By Steve Holt, Opinion Editor
Sometimes I am ashamed to be a Christian.
I’m sorry; let me rephrase that: Sometimes I am ashamed to be associated with Christians. These negative feelings often surface on my morning drive to work or school or driving somewhere in the afternoon, when I am listening to Christian radio.
Don’t get me wrong; I love the music. But with the music, I must endure pleas from the “moral majority” to call my state representative about the abortion issue, sign a petition regarding the marriage debate, and most of all, make sure God’s leader stays in the White House in November.
I am appalled when I hear such things.
Dr. Tony Campolo, an evangelical minister, sociologist and speaker, wrote a book recently called “Speaking My Mind,” in which he claims that evangelical Christianity has been “hijacked” with respect to politics.
“When did [evangelicalism] become anti-feminist? When did evangelical Christianity become anti-gay? When did it become supportive of capital punishment? Pro-war? When did it become so negative towards other religious groups?” Campolo asked in a recent interview with beliefnet.com.
Campolo has a response to the latest statistics he had seen reported that 83 percent of evangelicals are going to vote for George W. Bush in November.
“There’s nothing wrong with that,” he said. “It’s just that Christians need to be considering other issues beside abortion and homosexuality.”
Campolo isn’t right on every issue, but he’s got it mostly right.
The other day, I heard Mr.
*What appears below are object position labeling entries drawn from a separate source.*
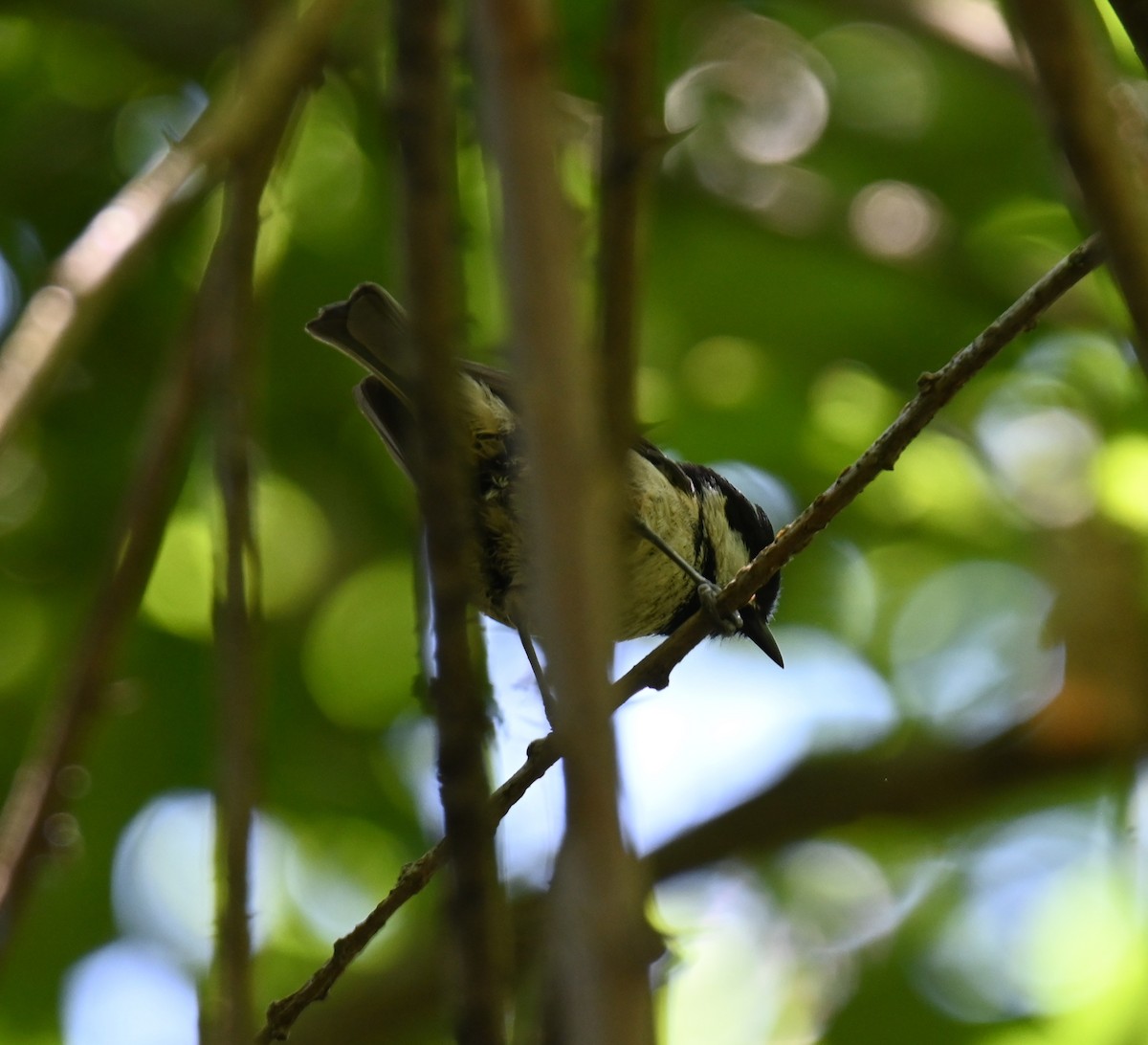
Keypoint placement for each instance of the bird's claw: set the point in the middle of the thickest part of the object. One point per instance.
(728, 624)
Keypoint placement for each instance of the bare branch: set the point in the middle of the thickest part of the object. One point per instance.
(60, 315)
(653, 671)
(574, 500)
(1134, 15)
(229, 343)
(76, 705)
(1103, 144)
(936, 389)
(426, 135)
(624, 179)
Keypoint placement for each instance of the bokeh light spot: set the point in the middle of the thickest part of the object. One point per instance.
(723, 372)
(1044, 458)
(361, 653)
(968, 649)
(894, 221)
(1122, 480)
(884, 81)
(937, 481)
(126, 993)
(24, 627)
(296, 544)
(178, 596)
(164, 877)
(147, 126)
(849, 409)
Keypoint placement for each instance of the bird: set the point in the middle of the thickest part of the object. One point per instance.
(693, 529)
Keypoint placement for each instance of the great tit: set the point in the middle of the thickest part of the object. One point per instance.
(693, 528)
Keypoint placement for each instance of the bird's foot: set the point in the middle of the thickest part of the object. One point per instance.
(728, 624)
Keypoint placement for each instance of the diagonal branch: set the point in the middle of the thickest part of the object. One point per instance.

Focus on the Family, Dr. James Dobson, informing listeners that before the year is out, America will decide whether it will go with God or whether it will go in another direction. Following this statement, Dobson put down the hammer, informing listeners that God expects them to vote come November.
Now, Dobson and others aren’t telling Christians whom to vote for, but they toe that line meticulously. And of course, we all know whom Dobson, Robertson, Falwell and others want to see in the White House in January.
Their tactics are underhanded and deceptive, however, mixing religion and politics into a thick soup of guilt, responsibility and legalism. The guilt comes when Christian voters feel they cannot pick the other guy with a clean conscience. They are being led to believe it is their responsibility to vote for the right guy in November, and even being told that they’re sinning if they don’t show up at the polls. Finally, Christian voters are being told they cannot simply sit out and watch while the gays and baby-killers take the rest of America to hell with them.
Many evangelical ministers in America have even replaced Gospel preaching with campaign ads for George W. Bush. They won’t let you know it, though. They’ll lay out all the issues on a neat, black-and-white Venn diagram, sprinkle it with carefully selected scripture, throw in the “vote or you’re a bad person” line, and let it simmer. The president himself even told ministers and church leaders at this year’s Southern Baptist Association Meeting (at which he’s spoken the last two years) to tell their parishioners to vote for him in November.
I don’t mind having a Christian president. I appreciate the fact that he prays, attends church, and loves his family. What I hate is when polarizing forces like Dobson make one’s politics a spiritual issue.
The Republican platform on values issues is not what I’m criticizing. It’s the underhanded tactics used by trusted clergy to get their guy elected. The other guy is a legitimate choice for president this November. The only wrong vote this coming election would be the one that isn’t from the heart.
I almost spoke out to Dobson himself after hearing his radio charge for Christians to show up in force at the polls in this election. I considered calling the show and saying, “Thank you, Dr. Dobson, for convincing me of my responsibility to vote this election. It is an important election year, and I will with great pride cast my vote for John F. Kerry.”
But I thought, “Naw, I’ll just let my vote do the talking.”